Microsoft, which beat fourth-quarter earnings estimates, declared it’s first-ever dividend, and announced a 2-for-1 stock split. Despite the positive factors in Microsoft’s earnings report, the weaker sales guidance created concern that 2003 may still be a sluggish year for corporate tech spending.
Early guidance given by several corporations indicate that last quarter’s earnings growth rate won’t be sustained in the early stages of 2003. Even as First Call’s fourth-quarter earnings estimates for companies in the S&P 500 index actually nudged up last week, analysts were slashing estimates for the first and second quarters. They now predict earnings growth of 11.3% for the first quarter year-over-year and 10.4% for the second, and the actual numbers are likely to be lower. Not bad growth, but the higher growth rate was already factored into the market, and now may need to be taken back a bit.
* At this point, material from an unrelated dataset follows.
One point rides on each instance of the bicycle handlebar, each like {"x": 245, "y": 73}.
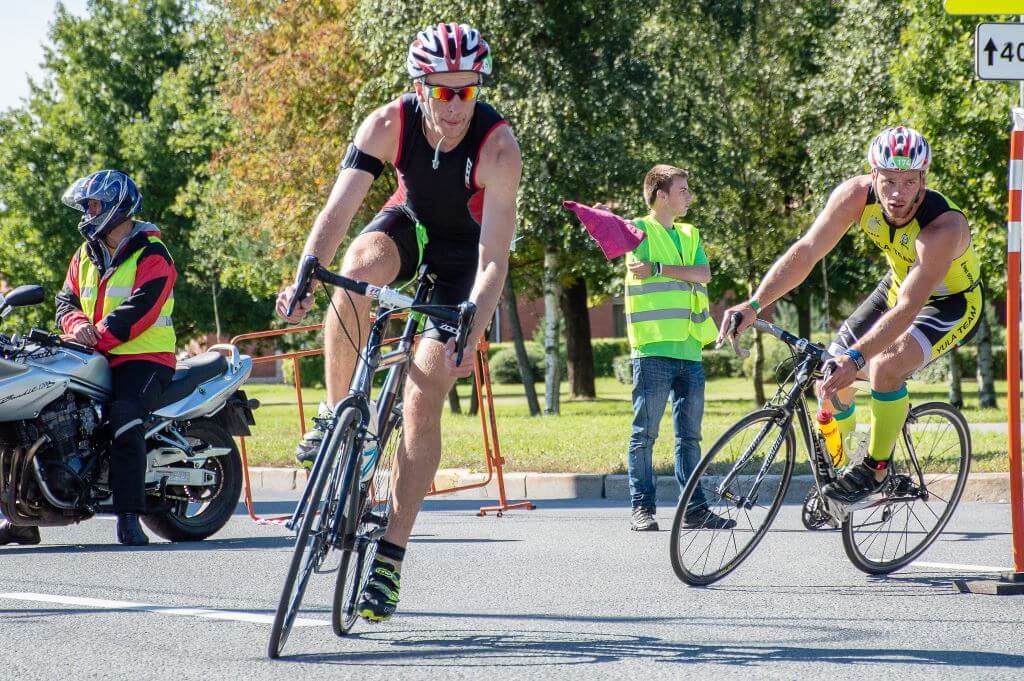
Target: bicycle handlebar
{"x": 801, "y": 344}
{"x": 461, "y": 315}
There’s little mystery as to why earnings growth is hitting a soft spot. Earnings tend to shadow gross domestic product, and economic growth slowed in the fourth quarter, prompting the Federal Reserve to slash interest rates in early November. Geopolitical risks continue to loom, holding back corporate spending. Companies face rising costs from insurance, pension liabilities (such as General Motors and Ford), higher energy costs, and restructuring charges. A meaningful jump in capital spending, which would propel tech and industrial earnings, isn’t expected until the second half of 2003.
THE COMPASS PORTFOLIOS
No changes to our model portfolios again this week. Each of the indexes we monitor are experiencing mildly deteriorating conditions, which means that each has given up a bit of the progress made during the first two weeks of 2003. Our disciplined approach in large part measures institutional support for the indexes we track, all of which currently show adequate support to warrant continued investment. However, if support begins to show stronger deterioration, we will take appropriate steps to reduce invested positions, protecting our clients’ assets from further weakness.
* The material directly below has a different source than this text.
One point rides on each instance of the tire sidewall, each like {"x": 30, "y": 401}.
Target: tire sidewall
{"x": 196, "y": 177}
New U.S. claims for unemployment benefits unexpectedly fell to their lowest level since November in the week ended Jan. 11, the Labor Department said Thursday. Claims dipped by 32,000 to a seasonally adjusted 360,000 in the week, down from a revised 392,000 in the prior week. The level was much lower than Wall Street economists had been expecting but a Labor analyst warned that adjustments intended to deal with seasonal fluctuations in claims may have had a downward impact on the numbers.
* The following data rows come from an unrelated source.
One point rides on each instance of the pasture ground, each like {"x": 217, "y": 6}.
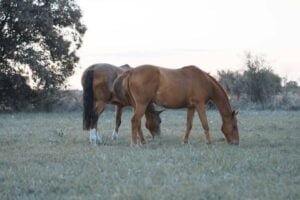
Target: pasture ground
{"x": 47, "y": 156}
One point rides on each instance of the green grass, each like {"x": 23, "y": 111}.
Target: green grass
{"x": 47, "y": 156}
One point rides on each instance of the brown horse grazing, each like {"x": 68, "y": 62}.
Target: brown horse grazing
{"x": 97, "y": 81}
{"x": 188, "y": 87}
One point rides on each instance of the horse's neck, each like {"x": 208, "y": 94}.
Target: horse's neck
{"x": 221, "y": 100}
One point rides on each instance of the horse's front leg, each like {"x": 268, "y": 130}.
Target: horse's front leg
{"x": 189, "y": 124}
{"x": 95, "y": 136}
{"x": 136, "y": 123}
{"x": 141, "y": 135}
{"x": 115, "y": 134}
{"x": 203, "y": 119}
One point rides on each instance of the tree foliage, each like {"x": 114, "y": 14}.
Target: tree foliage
{"x": 39, "y": 39}
{"x": 258, "y": 81}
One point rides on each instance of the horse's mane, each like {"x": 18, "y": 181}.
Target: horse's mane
{"x": 219, "y": 87}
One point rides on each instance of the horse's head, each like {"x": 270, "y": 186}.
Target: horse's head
{"x": 230, "y": 129}
{"x": 153, "y": 121}
{"x": 125, "y": 67}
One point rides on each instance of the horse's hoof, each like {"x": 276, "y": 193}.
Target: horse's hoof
{"x": 134, "y": 145}
{"x": 114, "y": 136}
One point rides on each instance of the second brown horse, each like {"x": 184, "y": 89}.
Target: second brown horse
{"x": 187, "y": 87}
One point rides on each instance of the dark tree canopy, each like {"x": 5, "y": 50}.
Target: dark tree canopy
{"x": 258, "y": 81}
{"x": 39, "y": 39}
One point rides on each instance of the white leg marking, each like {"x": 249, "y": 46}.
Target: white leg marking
{"x": 114, "y": 135}
{"x": 98, "y": 138}
{"x": 93, "y": 136}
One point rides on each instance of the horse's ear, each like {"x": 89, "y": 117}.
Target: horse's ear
{"x": 125, "y": 66}
{"x": 160, "y": 111}
{"x": 234, "y": 113}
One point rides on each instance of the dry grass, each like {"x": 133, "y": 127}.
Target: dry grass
{"x": 47, "y": 156}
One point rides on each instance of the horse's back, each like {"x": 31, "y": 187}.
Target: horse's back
{"x": 171, "y": 88}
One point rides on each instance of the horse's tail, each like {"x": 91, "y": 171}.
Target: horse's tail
{"x": 120, "y": 88}
{"x": 89, "y": 113}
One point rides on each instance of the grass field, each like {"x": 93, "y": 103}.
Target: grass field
{"x": 47, "y": 156}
Separately, the government said the Consumer Price Index for December rose 0.1%, a bit weaker than the increase of 0.2% many economists had expected. The index posted a 0.1% rise in November. Excluding food and energy, consumer prices rose 0.1%, in-line with analyst expectations.
U.S. industrial output fell in December, the Federal Reserve said Friday, surprising economists who expected a modest gain. Industrial production fell 0.2 percent last month after rising 0.1% in November, according to the Fed, which also said factories, mines and utilities ran at 75.4% of capacity in the month, compared with 75.6% in November. Economists, on average, expected production to rise 0.2% and capacity use of 75.7%, according to Briefing.com.